Луна исчезла. Над террасой вырисовывалась тень Галигай. Их губы разомкнулись. Но они не двигались.
— Завтра, — сказал он пылко, — обязательно, милая! Неважно где, но обязательно! Я не смогу больше прожить ни дня, не обнимая вас.
— Да, завтра, — сказала она, — завтра!
Завтра и каждый следующий день. Он исчез между ивами, которые окаймляли дорогу, идущую вдоль реки. По крутой тропинке она поднялась к террасе. Г-жа Агата набросила ей на плечи шаль.
— Лишь бы мама заснула!
— Не бойтесь: она приняла веронал.
Мари вошла в комнату учительницы, освещенную керосиновой лампой. Агата внимательно посмотрела на нее, увидела помятую блузку, припухшие губы и отсутствующий взгляд из-под растрепанных локонов. Должно быть, желая упредить выговор или испытывая потребность в добром слове и ласке.

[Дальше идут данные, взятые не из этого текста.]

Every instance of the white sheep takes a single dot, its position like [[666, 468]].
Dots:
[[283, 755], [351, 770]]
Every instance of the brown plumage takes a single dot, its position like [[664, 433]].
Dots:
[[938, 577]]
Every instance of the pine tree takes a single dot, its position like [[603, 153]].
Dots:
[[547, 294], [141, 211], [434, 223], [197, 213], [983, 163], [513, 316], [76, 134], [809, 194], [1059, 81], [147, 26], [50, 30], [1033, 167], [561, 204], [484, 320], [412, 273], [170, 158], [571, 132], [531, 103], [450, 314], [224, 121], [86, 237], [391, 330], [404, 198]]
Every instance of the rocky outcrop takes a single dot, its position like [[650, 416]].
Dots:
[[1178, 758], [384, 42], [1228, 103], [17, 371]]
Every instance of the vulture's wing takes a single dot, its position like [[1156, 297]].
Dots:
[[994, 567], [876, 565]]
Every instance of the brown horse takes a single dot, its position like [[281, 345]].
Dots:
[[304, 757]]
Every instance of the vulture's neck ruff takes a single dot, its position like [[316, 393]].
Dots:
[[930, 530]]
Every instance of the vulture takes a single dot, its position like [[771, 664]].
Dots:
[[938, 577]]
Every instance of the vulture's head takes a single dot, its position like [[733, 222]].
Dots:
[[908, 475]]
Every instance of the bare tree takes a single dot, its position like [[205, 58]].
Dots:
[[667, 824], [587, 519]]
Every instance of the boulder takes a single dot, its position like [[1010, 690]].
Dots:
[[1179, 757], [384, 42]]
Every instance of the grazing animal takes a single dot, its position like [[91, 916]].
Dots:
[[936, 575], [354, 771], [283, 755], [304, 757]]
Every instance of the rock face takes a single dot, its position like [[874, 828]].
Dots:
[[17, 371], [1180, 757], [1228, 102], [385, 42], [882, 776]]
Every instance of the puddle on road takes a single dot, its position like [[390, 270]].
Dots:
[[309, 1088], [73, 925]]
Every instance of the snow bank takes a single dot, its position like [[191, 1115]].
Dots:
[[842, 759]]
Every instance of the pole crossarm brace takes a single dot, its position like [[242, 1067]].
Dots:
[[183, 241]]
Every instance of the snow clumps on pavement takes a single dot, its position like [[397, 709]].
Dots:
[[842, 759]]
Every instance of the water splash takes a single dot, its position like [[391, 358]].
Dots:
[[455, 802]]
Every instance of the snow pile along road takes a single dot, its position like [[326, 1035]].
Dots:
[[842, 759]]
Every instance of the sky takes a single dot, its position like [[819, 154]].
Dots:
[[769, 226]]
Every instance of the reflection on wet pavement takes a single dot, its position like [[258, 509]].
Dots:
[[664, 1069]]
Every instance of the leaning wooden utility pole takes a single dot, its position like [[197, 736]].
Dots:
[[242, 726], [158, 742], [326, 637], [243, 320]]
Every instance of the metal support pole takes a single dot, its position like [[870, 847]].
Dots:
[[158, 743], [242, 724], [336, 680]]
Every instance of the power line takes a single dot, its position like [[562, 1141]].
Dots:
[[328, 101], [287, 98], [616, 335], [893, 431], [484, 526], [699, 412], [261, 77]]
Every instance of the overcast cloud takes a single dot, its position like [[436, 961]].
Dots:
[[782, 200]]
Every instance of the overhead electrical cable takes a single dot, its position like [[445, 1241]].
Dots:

Мари обняла учительницу, но тут же отпрянула.
— Да вы плачете, госпожа Агата, вы плачете? Но вы ведь встречались с ним сегодня? Это вы от счастья плачете?
Та не ответила. Не потому, что завидовала. Желание больше не мучило ее. Осталась только горькая нежность без всякой надежды. Она не вытирала слез. Она позволила себе выплакаться в присутствии другого человека.
На следующий вечер, когда сквозь ветви тюльпанного дерева проглянула луна, ни единый человеческий вздох не смешивался больше с шелестом листьев. Мари и Жиль не вернулись на то место, где еще не распрямилась примятая ими трава. Встрече помешало событие, о котором г-жа Агата рассказала двум друзьям, сидя в комнате Николя. На рассвете Юлия Дюберне ощутила такую острую боль, что пришлось вызвать молодого врача. Тот сильно разволновался и обратился за помощью к своему коллеге Салону. При этом никому в голову не пришло спрашивать мнение больной. Пожилой доктор срочно отправил ее в Бордо, сказав, что дальнейшее промедление недопустимо. Мари и Арман Дюберне поехали вместе с ней.